Sufjan StevensCarrie & Lowell is heavy with questions and hopelessly in search of answers. The ceaseless search for meaning is not only a characteristic of art, but of faith, too, and Stevens has always used the language of Christianity, sometimes directly, to talk about life and love. And so, he's well-equipped to approach death — and specifically, the death of his mother, Carrie, who left his family when he was a baby. Carrie, who struggled with substance abuse throughout her life, later hosted young Sufjan for a few summers in Oregon with her new husband, Lowell. Stevens revisits this brief period in his life on Carrie & Lowell, setting out to make sense of Carrie’s death through this collection of songs, as rooted in Christian meaning as they are in reminiscence.

The songs are coded with recurring images — different species of birds are mentioned in passing throughout the album, as saviors or stand-ins for young Sufjan, before they glide out of view — biblical passages, buried memories, and, at his breaking point, plainspoken utterances of confusion and longing. Stevens has spoken about his lapse into drugs and "f---ing around" in the wake of his mother's death, in an attempt to connect more deeply with her. "Do I care if I survive this,” Stevens sings on "The Only Thing," a contemplation of suicide that, like most songs on the record, swings gently between brightness and crushing melancholy. "Bury the dead where they’re found / In a veil of great surprises / I wonder did you love me at all?"

The work itself took a toll on Stevens. "I fell deeper and deeper into doubt and misery,” he told The Guardian about the making of the LP. "It was a year of real darkness. In the past my work had a real reciprocity of resources – I would put something in and get something from it. But not this time.” Beside the rest of Stevens' output, Carrie & Lowell stands out for its sheer minimalism. Its closest neighbor is Seven Swans, a suite about love and faith, but even that record allows for back-up singers, splintering electric guitar and a clamor of clarinets.

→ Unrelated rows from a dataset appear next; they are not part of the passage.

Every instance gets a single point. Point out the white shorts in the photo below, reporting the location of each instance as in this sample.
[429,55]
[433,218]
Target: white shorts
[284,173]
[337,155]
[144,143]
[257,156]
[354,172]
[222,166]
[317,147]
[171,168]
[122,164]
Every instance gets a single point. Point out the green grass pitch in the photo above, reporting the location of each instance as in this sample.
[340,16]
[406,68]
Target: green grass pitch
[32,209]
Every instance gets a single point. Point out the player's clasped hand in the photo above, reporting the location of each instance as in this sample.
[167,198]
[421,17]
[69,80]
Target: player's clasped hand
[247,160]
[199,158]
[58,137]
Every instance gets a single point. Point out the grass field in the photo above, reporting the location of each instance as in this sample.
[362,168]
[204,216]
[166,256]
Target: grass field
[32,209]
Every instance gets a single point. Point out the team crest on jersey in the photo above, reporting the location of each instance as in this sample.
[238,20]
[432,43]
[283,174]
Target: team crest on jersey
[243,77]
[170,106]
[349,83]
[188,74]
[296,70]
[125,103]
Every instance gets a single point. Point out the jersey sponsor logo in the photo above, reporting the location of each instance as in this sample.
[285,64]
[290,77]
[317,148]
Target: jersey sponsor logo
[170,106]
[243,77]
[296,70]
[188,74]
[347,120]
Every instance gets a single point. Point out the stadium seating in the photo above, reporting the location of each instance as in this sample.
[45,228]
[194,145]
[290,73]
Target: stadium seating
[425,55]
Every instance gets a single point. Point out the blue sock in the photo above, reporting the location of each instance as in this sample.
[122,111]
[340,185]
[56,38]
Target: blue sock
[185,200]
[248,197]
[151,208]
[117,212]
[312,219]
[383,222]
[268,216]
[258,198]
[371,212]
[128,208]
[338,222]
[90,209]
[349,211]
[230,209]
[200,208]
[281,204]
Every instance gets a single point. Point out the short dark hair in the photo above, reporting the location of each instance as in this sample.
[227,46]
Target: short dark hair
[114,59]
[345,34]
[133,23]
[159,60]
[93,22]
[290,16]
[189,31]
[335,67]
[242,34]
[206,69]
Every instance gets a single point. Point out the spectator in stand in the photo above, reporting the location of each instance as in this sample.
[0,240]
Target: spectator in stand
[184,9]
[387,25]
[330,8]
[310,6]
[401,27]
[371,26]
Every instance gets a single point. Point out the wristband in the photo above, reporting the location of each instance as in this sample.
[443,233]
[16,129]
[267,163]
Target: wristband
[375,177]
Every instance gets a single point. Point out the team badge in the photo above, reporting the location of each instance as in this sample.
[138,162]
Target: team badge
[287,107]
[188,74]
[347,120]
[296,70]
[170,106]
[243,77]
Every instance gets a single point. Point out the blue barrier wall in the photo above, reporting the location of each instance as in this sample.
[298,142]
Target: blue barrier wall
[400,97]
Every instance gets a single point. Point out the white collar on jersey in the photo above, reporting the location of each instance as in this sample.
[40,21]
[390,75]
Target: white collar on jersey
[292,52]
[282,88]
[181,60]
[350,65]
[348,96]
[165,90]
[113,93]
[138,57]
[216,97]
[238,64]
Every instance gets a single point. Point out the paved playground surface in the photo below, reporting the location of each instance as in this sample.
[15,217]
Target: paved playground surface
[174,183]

Carrie & Lowell is all circular, fingerpicked chord progressions and dull grey atmospheres. The canticle guitar on "Should Have Known Better" conjures the solemn, reflective mood typical of the album, like an empty sanctuary; a soft tape hiss, like cold rain, and a piano line stabilize "Fourth of July." These somber passages recall songs like "Redford" and "Vito's Ordination Song" from Michigan, Stevens' first major effort. But elsewhere, as the record continues to explore its themes of forsakenness and loss, we find ourselves longing for some of Stevens' more baroque tendencies -- there may not be room for the ecstasy of "Come On! Feel the Illinoise!," but the layered, funeral banjo on "Casimir Pulaski Day" is missed, as are others of Stevens' weird, sublime compositional excesses.

For awhile it was rumored this record would be the third installment in Stevens' promised series on every state in the U.S.; an ode to Oregon following his earlier Michigan and Illinois, in which Stevens' primary conceit is his own cleverness, each song nominally about a geographic place that's actually a love song or a confessional, adding a kind of kitschy counterpoint to his emotional forthrightness. Carrie & Lowell does speak of the swimming pools of Eugene and the Sea Lion Caves and the covered bridges of Cottage Grove. The stakes here are higher, though -- to yield something that's not merely an artifice but an actual, searching work of art.

And in that, it largely succeeds, as Stevens ponders his own behavior in the wake of loss, and, like a biblical hero, throws his hands up in despair and disbelief. But it feels like the seriousness of the task cost us the pleasure of hearing Stevens apply his best, most courageous musical tendencies.